No officials have released any figures, and in a press conference today Mayor Michael Nutter (D) said the turnout wasn't so important because the papal visit wasn't a football game. "This is not a situation where you evaluate success based on the score," Nutter said. If more than a million pilgrims had shown up, it's likely Nutter would be singing a different tune and using it as evidence of a successful papal visit. Probably only 800,000 pilgrims showed up at the Ben Franklin Parkway (which basically goes around the Museum), and there were more than a thousand hotel rooms vacant over the weekend even though prices skyrocketed after the initial announcement the pope would be visiting Philadelphia.

So now it's the blame game. Philadelphia Magazine reports:

Monday morning, at what mercifully looks to have been the final Pope press conference, I asked Mayor Michael Nutter a question. I'm paraphrasing, but it went a little like this:

For those who made it, this weekend was amazing. But a lot of people stayed away because they got the message the city was closing down for this event. Is there anything you'd do differently? Is there anything you wish the media had done differently? That Philadelphians generally had done differently?

Nutter allowed that there were surely things the city could have done better. Then he turned to the media's role.

"In some instances, you all scared the shit out of people," Nutter said.

"So did you," another reporter shot back immediately.

It's a disturbingly common attitude among elected officials, and government officials in general, that it's not their actions, decisions, or policy choices that elicit a reaction from the public but the media's coverage of those actions and decisions. They're mistaking the map for the thing. The problem is particularly acute with police unions, which seem to be constantly complaining that the media covers police brutality, even as the media has a long way to go to giving police misconduct the attention it deserves.

It was Nutter who made the decision to shut down a large swath of Philadelphia's downtown area, Center City, the Schuylkill Expressway (I-76 east of the Turnpike tolls), and I-676, which cuts through downtown Philly. And those security decisions were made by federal and state agencies, they still needed the mayor's acquiescence. The papal Mass was held north of I-676 but the area closed off to vehicular traffic started a couple of miles south and east of 676. There's not a lot of (honest) ways to cover that without giving off the appearance it was going to be a bitch to try to see the pope.

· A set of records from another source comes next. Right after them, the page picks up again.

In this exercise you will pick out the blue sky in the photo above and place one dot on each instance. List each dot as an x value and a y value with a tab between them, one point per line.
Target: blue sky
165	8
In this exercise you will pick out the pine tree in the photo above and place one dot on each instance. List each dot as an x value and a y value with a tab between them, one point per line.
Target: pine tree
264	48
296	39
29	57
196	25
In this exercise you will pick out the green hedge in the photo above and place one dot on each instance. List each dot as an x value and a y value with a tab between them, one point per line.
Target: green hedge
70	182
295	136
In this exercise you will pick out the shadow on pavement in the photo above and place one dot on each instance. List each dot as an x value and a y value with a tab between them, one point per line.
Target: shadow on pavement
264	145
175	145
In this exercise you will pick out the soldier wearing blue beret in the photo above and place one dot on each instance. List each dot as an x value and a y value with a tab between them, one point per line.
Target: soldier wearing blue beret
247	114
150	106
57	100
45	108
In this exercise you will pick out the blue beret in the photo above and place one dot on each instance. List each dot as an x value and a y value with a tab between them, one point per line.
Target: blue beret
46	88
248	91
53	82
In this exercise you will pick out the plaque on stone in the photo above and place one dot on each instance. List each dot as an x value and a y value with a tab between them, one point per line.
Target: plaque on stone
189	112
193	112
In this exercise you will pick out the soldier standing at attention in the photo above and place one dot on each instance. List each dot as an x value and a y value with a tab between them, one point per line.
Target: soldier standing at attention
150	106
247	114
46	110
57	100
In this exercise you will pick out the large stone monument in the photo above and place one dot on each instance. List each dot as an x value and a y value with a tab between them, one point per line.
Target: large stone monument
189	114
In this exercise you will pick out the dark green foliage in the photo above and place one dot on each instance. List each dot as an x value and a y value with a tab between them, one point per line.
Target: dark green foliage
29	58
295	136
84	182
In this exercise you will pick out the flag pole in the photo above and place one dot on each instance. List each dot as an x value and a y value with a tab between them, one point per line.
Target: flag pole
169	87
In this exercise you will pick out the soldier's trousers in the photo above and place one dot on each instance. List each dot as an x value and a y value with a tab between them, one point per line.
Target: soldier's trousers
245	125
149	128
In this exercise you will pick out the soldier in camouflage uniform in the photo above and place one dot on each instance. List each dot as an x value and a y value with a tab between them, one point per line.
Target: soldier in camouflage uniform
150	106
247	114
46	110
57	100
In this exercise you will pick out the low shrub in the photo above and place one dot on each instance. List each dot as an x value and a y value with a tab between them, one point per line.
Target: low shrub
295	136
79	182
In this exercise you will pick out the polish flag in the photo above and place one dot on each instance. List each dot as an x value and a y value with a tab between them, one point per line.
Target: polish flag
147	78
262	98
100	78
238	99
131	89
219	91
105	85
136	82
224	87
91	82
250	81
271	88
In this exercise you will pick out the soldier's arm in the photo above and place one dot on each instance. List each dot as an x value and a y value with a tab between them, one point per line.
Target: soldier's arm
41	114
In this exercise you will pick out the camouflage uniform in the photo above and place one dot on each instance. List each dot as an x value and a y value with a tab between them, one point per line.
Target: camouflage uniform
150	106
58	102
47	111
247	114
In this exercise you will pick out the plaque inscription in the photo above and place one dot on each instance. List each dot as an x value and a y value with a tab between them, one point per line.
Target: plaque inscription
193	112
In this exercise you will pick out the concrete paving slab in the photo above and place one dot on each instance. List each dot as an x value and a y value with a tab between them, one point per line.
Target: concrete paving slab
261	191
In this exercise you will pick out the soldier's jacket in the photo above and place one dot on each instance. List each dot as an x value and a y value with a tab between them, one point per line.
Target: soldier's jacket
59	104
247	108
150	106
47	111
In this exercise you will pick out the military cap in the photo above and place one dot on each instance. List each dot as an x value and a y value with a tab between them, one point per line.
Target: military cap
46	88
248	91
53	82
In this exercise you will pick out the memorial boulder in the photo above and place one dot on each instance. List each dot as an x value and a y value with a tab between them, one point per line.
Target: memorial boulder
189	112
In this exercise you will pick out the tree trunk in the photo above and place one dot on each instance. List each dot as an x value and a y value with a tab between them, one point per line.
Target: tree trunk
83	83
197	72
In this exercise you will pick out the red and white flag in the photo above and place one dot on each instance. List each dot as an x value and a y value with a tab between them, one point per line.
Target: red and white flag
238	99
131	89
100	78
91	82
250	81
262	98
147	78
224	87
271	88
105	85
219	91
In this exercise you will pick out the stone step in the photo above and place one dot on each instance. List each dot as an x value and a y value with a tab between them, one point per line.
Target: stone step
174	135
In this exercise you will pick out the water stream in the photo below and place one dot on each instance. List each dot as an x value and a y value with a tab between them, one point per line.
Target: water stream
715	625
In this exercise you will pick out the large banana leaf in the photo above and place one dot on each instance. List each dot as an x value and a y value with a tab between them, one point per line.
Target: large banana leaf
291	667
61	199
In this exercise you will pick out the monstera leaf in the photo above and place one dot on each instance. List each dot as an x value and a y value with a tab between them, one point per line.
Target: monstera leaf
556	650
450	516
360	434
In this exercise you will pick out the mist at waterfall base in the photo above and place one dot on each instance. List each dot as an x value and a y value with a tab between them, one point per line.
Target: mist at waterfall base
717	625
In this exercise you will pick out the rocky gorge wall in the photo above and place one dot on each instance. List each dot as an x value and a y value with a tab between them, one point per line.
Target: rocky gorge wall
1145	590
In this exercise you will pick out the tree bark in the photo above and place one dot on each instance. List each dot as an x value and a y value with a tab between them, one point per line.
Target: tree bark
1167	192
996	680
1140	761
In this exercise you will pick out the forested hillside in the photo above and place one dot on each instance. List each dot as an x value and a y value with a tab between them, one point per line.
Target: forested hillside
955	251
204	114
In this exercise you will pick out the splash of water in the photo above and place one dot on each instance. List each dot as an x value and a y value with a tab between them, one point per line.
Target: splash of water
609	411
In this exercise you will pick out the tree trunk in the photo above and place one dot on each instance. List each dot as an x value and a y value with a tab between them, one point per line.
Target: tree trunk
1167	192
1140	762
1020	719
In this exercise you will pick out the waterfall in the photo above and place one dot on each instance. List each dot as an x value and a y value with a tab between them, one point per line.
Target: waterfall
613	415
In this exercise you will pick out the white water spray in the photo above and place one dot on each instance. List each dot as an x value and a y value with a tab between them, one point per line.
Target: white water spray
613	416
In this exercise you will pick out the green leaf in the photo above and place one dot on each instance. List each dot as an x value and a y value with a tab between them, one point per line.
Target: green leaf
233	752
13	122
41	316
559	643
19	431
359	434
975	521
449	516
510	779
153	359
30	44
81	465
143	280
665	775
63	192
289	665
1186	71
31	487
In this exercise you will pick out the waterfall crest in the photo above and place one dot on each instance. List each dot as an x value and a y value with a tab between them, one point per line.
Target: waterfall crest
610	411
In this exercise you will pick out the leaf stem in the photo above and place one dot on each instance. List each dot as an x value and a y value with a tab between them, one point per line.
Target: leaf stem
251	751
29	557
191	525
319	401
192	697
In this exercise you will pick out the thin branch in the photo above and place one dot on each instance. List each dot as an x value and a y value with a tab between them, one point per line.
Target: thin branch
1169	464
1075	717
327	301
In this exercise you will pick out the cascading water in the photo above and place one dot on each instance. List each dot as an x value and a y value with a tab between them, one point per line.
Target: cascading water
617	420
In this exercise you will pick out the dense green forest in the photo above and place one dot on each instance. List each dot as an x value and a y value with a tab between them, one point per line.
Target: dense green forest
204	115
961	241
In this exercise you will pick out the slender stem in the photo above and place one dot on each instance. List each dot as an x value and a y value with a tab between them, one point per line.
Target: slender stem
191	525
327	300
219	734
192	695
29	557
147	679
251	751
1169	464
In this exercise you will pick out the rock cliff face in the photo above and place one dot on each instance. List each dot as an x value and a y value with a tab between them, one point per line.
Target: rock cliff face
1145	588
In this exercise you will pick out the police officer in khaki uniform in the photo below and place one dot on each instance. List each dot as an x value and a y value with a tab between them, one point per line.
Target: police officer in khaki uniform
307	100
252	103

As I wrote yesterday, my wife and I, who live in Philly, were turned off to trying to see the Mass Sunday by a security checkpoint line that looked at least two hours long. We had a couple of pilgrims staying with us and they left early in the morning and reported a five hour wait at a checkpoint. SEPTA, the regional public transit authority, shut down much of its rail service, opening up a lottery to win the right to purchase passes for the train during the papal visit. Those passes were good only from the specific station for which you applied and only to center city. Ridership may have been up to half of what was expected. The establishment of a lottery just to access public transit gives off the unmistakable impression of scarcity. Residents also reported sporadic and unannounced bus delays and cancellations throughout the city.  Government officials get caught up in the security theater they put up, hypnotizing themselves with mantras like "better safe than sorry" and "safety first." Where there's a free press, it's going to report on security theater the way it looks, not the way government imagines it looked. That's not something any self-respecting politician or other government official in a nominally democratic society should bemoan.